18,000 Anzac biscuits for memorial


A Kiwi artist has created a tasteful, and tasty, new World War I memorial – made of biscuits.

Kingsley Baird, designer of the Tomb of the Unknown Warrior in Wellington, intends to build a memorial made of 18,000 Anzac biscuits at a museum in France next month.

These are not just any Anzacs. Baird has designed a series of cookie cutters to portray Kiwi, Aussie, French and German soldiers.

The idea may seem bizarre at first, but Baird, an associate professor of creative arts at Massey University in Wellington, said it was about the changing nature of memory.

“Memorials are often built out of stone and bronze, and with that comes a concept of memory lasting forever,” he said.

“But it doesn’t last forever.”

The memorial uses the biscuits to ask questions about how we remember the Anzacs and the other soldiers who died.

“It’s about the short-lived nature of memory.”

The sight of massed ranks of biscuit soldiers stacked in rows brings home the cost of the war. They are mass-produced, just as soldiers were churned out in World War I.

But each will be individual, just as each soldier was an individual. Some of the biscuits have limbs missing, to remember soldiers disabled in battle.

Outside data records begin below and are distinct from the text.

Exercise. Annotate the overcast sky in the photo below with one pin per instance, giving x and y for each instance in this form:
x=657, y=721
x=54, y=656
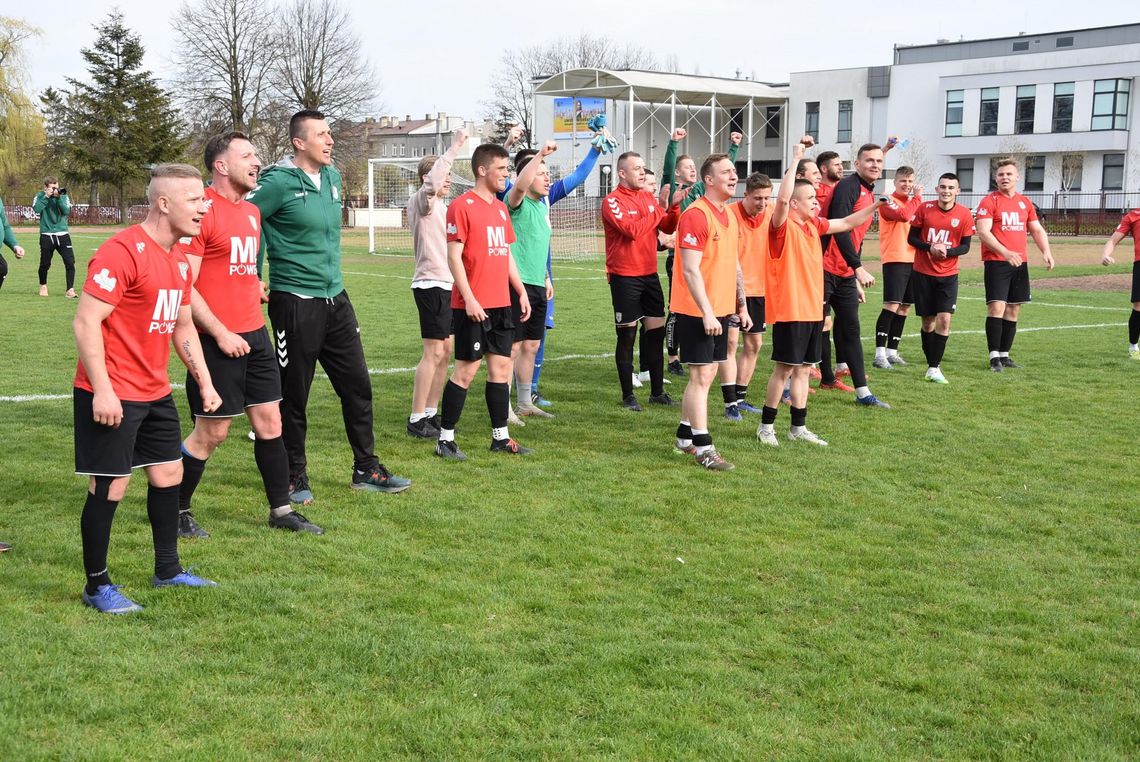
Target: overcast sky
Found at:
x=440, y=56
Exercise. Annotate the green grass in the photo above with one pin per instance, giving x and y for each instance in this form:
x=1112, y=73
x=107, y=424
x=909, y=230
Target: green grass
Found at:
x=953, y=578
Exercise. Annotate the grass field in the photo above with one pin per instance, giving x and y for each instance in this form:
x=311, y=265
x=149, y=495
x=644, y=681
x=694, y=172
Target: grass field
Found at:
x=953, y=578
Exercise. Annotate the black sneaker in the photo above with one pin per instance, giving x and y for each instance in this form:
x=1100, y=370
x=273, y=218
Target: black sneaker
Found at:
x=379, y=479
x=294, y=521
x=449, y=451
x=423, y=429
x=187, y=527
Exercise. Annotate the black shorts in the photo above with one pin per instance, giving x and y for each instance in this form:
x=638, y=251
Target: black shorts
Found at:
x=434, y=307
x=896, y=283
x=934, y=293
x=495, y=335
x=635, y=297
x=697, y=347
x=756, y=311
x=149, y=435
x=797, y=342
x=1007, y=283
x=534, y=329
x=239, y=381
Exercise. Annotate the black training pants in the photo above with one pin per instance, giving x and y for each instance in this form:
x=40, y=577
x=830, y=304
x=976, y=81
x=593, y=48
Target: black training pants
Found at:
x=308, y=331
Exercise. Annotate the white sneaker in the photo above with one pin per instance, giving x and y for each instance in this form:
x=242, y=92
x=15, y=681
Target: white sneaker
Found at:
x=767, y=436
x=806, y=435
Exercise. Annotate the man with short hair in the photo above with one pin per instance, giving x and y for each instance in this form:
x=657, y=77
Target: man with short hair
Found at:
x=939, y=232
x=708, y=290
x=479, y=237
x=754, y=215
x=632, y=217
x=897, y=259
x=226, y=301
x=53, y=205
x=312, y=317
x=431, y=286
x=1004, y=220
x=1129, y=226
x=136, y=302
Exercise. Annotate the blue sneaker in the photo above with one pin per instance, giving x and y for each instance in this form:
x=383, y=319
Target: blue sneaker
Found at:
x=184, y=580
x=108, y=600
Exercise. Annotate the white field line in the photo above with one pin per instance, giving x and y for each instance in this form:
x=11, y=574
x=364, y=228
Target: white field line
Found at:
x=397, y=371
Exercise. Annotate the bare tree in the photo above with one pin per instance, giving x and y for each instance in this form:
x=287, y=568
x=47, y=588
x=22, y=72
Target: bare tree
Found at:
x=513, y=83
x=319, y=61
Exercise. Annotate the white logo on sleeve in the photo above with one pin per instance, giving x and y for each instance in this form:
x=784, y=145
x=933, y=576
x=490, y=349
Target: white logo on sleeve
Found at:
x=103, y=277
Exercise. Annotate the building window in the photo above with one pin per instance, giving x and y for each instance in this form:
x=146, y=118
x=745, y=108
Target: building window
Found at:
x=1110, y=104
x=844, y=134
x=1063, y=107
x=954, y=99
x=1034, y=172
x=1026, y=108
x=1112, y=177
x=812, y=120
x=965, y=172
x=987, y=121
x=772, y=124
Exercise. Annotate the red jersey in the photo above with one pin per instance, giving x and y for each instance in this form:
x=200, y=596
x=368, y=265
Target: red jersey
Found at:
x=485, y=229
x=1131, y=226
x=630, y=220
x=146, y=285
x=754, y=248
x=937, y=225
x=228, y=277
x=716, y=234
x=1011, y=216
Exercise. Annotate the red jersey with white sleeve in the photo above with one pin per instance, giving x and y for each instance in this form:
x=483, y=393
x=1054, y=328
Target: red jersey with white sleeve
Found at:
x=1011, y=216
x=228, y=277
x=630, y=220
x=945, y=226
x=1131, y=226
x=483, y=227
x=146, y=285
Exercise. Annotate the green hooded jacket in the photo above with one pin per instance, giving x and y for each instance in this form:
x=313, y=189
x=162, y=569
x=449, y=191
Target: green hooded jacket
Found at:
x=300, y=229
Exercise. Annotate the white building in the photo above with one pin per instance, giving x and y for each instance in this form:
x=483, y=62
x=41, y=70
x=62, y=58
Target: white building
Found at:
x=1059, y=103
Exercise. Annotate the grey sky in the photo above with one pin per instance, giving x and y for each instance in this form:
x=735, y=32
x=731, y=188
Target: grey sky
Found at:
x=440, y=56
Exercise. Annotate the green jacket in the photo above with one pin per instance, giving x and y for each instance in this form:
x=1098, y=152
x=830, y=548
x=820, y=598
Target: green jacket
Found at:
x=300, y=229
x=53, y=211
x=9, y=235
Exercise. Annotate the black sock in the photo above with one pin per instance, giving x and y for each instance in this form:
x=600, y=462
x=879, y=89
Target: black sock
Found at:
x=937, y=348
x=95, y=529
x=273, y=462
x=827, y=373
x=624, y=357
x=192, y=475
x=799, y=416
x=882, y=327
x=162, y=510
x=896, y=331
x=993, y=333
x=452, y=404
x=1008, y=330
x=498, y=403
x=652, y=356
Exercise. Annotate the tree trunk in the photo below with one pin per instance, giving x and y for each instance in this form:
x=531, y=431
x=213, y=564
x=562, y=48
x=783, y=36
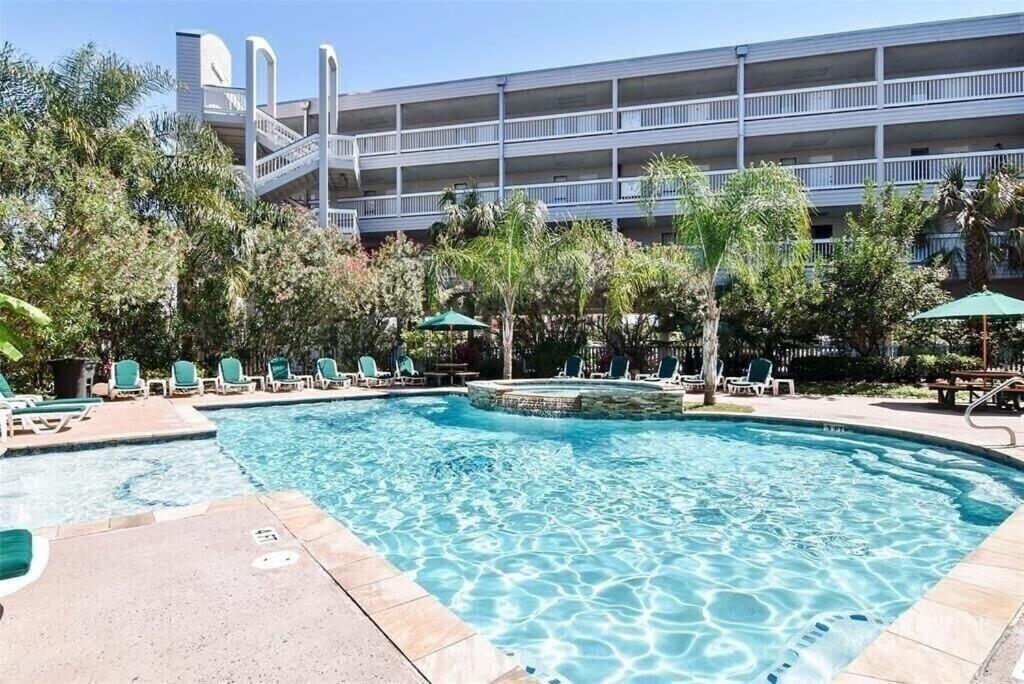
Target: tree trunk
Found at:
x=507, y=322
x=710, y=344
x=977, y=257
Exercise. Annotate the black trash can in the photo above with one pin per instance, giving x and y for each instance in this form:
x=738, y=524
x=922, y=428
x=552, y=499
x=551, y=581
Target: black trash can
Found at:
x=72, y=376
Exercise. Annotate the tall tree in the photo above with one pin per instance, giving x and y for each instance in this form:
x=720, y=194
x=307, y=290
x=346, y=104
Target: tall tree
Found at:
x=977, y=212
x=508, y=256
x=870, y=288
x=760, y=214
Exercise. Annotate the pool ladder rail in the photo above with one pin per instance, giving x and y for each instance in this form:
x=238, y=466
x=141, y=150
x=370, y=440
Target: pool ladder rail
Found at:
x=985, y=397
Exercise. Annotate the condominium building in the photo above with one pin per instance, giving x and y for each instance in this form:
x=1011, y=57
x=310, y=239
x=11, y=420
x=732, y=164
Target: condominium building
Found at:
x=897, y=104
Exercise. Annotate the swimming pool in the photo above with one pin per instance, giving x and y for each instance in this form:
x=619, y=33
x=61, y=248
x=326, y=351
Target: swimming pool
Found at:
x=627, y=550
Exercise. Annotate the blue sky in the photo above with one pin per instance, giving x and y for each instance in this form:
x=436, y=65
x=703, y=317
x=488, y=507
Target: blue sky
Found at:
x=435, y=41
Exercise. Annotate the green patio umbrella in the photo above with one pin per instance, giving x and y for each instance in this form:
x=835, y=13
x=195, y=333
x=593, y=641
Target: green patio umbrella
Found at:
x=452, y=321
x=981, y=304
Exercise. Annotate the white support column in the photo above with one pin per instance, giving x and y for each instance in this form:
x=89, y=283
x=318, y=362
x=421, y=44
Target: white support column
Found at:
x=880, y=102
x=397, y=128
x=501, y=138
x=880, y=153
x=397, y=190
x=740, y=107
x=255, y=48
x=328, y=121
x=614, y=175
x=880, y=77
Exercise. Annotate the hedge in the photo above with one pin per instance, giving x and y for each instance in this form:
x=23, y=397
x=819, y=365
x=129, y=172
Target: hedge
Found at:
x=923, y=368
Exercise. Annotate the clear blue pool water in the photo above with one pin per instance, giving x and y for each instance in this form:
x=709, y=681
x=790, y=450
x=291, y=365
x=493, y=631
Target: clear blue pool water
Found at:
x=602, y=550
x=633, y=551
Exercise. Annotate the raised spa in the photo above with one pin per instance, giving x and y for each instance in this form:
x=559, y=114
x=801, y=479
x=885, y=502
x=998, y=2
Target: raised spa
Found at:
x=587, y=398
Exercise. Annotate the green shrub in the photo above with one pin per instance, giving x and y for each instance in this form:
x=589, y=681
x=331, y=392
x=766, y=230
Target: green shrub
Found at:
x=904, y=370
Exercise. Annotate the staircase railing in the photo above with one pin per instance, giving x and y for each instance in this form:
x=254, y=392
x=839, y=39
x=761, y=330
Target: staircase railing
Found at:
x=278, y=163
x=985, y=397
x=280, y=133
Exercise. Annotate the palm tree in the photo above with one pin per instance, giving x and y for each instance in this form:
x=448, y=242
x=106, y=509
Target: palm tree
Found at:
x=977, y=212
x=759, y=215
x=513, y=247
x=8, y=339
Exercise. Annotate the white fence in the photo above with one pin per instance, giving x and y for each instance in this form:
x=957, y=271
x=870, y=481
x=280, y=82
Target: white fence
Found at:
x=810, y=100
x=951, y=87
x=450, y=136
x=224, y=100
x=689, y=113
x=933, y=167
x=573, y=193
x=556, y=126
x=373, y=207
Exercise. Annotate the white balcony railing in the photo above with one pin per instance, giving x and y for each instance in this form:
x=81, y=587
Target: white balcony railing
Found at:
x=558, y=126
x=421, y=204
x=450, y=136
x=572, y=193
x=341, y=146
x=691, y=113
x=343, y=220
x=835, y=175
x=288, y=158
x=629, y=188
x=952, y=87
x=224, y=99
x=810, y=100
x=278, y=132
x=932, y=168
x=373, y=207
x=377, y=143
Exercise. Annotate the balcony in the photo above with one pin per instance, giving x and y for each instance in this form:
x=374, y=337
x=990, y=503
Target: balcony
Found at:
x=571, y=193
x=562, y=125
x=440, y=137
x=687, y=113
x=810, y=100
x=954, y=87
x=219, y=99
x=425, y=204
x=344, y=221
x=932, y=168
x=372, y=207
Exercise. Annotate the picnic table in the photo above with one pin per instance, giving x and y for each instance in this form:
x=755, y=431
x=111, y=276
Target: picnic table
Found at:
x=452, y=371
x=976, y=383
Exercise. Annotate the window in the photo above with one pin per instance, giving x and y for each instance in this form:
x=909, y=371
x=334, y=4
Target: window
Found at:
x=821, y=231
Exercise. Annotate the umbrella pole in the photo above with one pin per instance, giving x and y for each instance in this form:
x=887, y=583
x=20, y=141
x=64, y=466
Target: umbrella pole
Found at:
x=984, y=341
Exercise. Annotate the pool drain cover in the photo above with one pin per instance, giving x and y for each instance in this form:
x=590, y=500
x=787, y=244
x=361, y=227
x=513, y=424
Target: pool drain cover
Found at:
x=264, y=535
x=275, y=559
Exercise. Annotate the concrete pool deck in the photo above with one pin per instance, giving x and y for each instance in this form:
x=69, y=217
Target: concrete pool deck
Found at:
x=961, y=630
x=173, y=595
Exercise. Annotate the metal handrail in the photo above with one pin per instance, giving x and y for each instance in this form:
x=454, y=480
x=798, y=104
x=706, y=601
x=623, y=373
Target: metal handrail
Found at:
x=985, y=397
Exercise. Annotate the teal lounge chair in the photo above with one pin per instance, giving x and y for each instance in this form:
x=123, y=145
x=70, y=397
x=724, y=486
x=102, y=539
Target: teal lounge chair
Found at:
x=572, y=368
x=668, y=372
x=617, y=370
x=184, y=379
x=757, y=379
x=279, y=375
x=125, y=379
x=370, y=376
x=8, y=399
x=327, y=374
x=24, y=559
x=44, y=420
x=695, y=382
x=231, y=379
x=406, y=373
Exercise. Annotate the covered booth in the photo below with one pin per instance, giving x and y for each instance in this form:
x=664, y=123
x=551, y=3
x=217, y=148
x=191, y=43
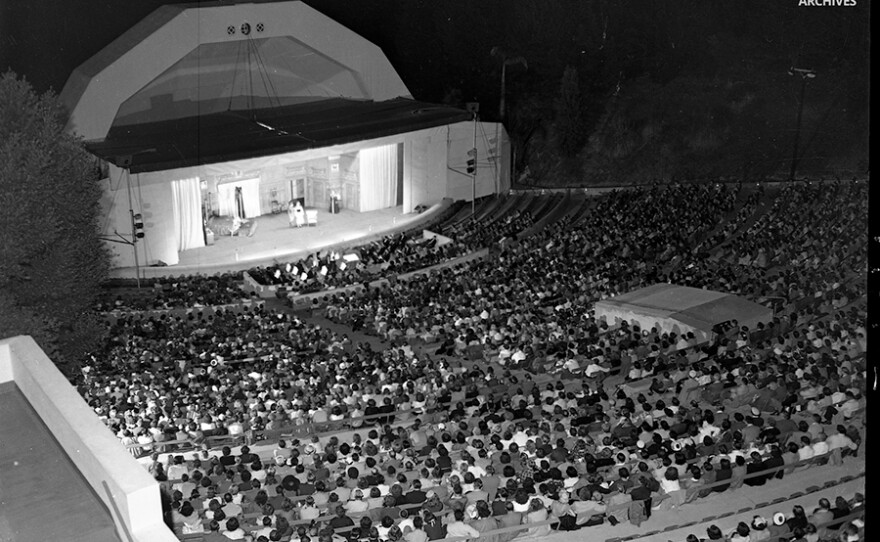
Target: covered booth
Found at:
x=682, y=309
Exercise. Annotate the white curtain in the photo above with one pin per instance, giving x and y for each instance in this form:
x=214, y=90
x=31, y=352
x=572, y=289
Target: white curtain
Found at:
x=250, y=193
x=187, y=208
x=378, y=176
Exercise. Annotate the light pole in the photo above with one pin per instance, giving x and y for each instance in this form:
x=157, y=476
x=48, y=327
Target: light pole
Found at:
x=805, y=75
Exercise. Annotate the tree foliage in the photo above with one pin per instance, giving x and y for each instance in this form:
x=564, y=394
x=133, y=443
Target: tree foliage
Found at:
x=51, y=259
x=570, y=127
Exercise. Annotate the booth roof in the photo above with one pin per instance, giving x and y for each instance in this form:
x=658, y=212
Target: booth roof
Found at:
x=240, y=134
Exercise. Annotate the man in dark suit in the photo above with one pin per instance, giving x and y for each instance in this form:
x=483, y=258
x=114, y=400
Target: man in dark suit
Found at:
x=415, y=495
x=755, y=465
x=643, y=493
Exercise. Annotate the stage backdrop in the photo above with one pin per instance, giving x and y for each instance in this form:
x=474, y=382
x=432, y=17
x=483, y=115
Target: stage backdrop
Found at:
x=378, y=176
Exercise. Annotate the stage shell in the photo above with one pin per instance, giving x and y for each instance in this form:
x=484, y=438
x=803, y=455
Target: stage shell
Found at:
x=293, y=108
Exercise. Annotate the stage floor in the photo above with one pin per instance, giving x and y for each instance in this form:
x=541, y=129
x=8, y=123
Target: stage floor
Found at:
x=43, y=496
x=274, y=239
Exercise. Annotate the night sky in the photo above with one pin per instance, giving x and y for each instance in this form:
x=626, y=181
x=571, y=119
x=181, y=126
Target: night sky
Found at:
x=675, y=87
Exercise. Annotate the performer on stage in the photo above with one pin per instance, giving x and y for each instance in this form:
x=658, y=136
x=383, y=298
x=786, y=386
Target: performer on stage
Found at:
x=296, y=214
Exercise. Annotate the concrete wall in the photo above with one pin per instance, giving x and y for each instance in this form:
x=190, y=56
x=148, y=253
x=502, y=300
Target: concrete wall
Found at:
x=91, y=446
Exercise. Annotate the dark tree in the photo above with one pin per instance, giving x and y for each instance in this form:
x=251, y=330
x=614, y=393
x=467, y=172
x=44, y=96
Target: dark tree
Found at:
x=51, y=259
x=570, y=127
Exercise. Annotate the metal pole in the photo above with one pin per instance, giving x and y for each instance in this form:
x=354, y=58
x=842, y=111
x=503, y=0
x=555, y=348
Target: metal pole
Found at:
x=474, y=195
x=137, y=267
x=503, y=90
x=797, y=133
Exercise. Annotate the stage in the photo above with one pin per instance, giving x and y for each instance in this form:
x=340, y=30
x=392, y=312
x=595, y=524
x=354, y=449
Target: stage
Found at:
x=274, y=239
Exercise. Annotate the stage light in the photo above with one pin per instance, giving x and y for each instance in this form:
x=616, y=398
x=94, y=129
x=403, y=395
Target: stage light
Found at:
x=138, y=226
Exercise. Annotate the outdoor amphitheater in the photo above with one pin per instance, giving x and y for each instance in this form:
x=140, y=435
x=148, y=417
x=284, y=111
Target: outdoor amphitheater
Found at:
x=270, y=280
x=673, y=362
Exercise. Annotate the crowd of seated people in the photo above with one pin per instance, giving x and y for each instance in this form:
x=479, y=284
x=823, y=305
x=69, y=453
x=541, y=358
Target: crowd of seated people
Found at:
x=192, y=291
x=391, y=255
x=800, y=525
x=553, y=458
x=752, y=400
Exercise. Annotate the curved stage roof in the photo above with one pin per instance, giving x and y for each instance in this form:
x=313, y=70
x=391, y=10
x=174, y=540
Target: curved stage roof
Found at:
x=188, y=60
x=233, y=135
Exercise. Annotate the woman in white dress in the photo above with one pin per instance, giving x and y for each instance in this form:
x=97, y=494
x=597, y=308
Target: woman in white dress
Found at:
x=296, y=214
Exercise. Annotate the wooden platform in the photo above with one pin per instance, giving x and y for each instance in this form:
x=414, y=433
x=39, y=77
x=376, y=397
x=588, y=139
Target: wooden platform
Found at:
x=42, y=494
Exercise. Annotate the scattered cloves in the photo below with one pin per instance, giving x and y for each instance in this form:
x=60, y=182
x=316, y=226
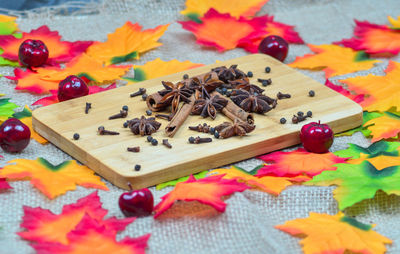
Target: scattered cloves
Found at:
x=199, y=140
x=121, y=114
x=201, y=128
x=135, y=149
x=88, y=106
x=139, y=92
x=281, y=96
x=103, y=131
x=166, y=143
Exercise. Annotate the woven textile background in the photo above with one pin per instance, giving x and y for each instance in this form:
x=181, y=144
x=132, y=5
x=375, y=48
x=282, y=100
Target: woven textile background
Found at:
x=247, y=224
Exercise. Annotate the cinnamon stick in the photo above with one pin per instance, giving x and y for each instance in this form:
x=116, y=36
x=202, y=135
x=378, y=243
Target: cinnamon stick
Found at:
x=233, y=111
x=179, y=118
x=153, y=102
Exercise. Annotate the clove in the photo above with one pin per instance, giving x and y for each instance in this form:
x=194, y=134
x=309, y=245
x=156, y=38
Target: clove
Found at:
x=103, y=131
x=139, y=92
x=281, y=96
x=199, y=140
x=135, y=149
x=88, y=106
x=166, y=143
x=121, y=114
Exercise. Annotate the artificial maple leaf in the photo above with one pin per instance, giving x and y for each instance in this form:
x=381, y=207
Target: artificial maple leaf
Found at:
x=7, y=25
x=272, y=27
x=200, y=175
x=4, y=184
x=223, y=31
x=270, y=184
x=53, y=98
x=90, y=235
x=126, y=43
x=383, y=91
x=324, y=233
x=44, y=226
x=6, y=109
x=375, y=39
x=236, y=8
x=52, y=180
x=208, y=191
x=381, y=154
x=298, y=162
x=84, y=66
x=386, y=126
x=357, y=182
x=28, y=80
x=25, y=116
x=158, y=68
x=334, y=60
x=354, y=97
x=363, y=128
x=59, y=51
x=394, y=22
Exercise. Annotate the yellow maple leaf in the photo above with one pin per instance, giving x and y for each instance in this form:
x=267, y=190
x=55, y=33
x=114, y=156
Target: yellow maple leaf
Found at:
x=158, y=68
x=126, y=43
x=324, y=233
x=270, y=184
x=52, y=180
x=86, y=66
x=334, y=60
x=195, y=9
x=383, y=91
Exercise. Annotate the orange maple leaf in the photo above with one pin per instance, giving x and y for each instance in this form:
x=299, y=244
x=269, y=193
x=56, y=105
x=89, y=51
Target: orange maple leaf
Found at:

The artwork, named Tomb, is part of Baird’s stay as artist in residence at the Historial de la Grande Guerre museum in Peronne, northern France. It will be on show at the museum for eight months from April.

The biscuits will be baked in the run-up to Anzac Day by French bakers and the sculpture assembled by Baird over three weeks. It will take the shape of the Stone of Remembrance, designed by British architect Edwin Lutyens for Commonwealth war graves.

He will not use any glue or icing to hold the structure together, but said he was not worried about its stability.

“It’s always possible someone could lean on it, but it’s no different to any other fragile work of art.”

INGREDIENTS

The sculpture will use about:

120kg of plain flour

90kg of golden syrup

80kg of butter

70kg of sugar

50kg of oats

40kg of eggs

20kg of coconut

20kg of wholemeal flour

3kg of baking powder

It will cost about $6000. The biscuits will not be edible at the end of the exhibition.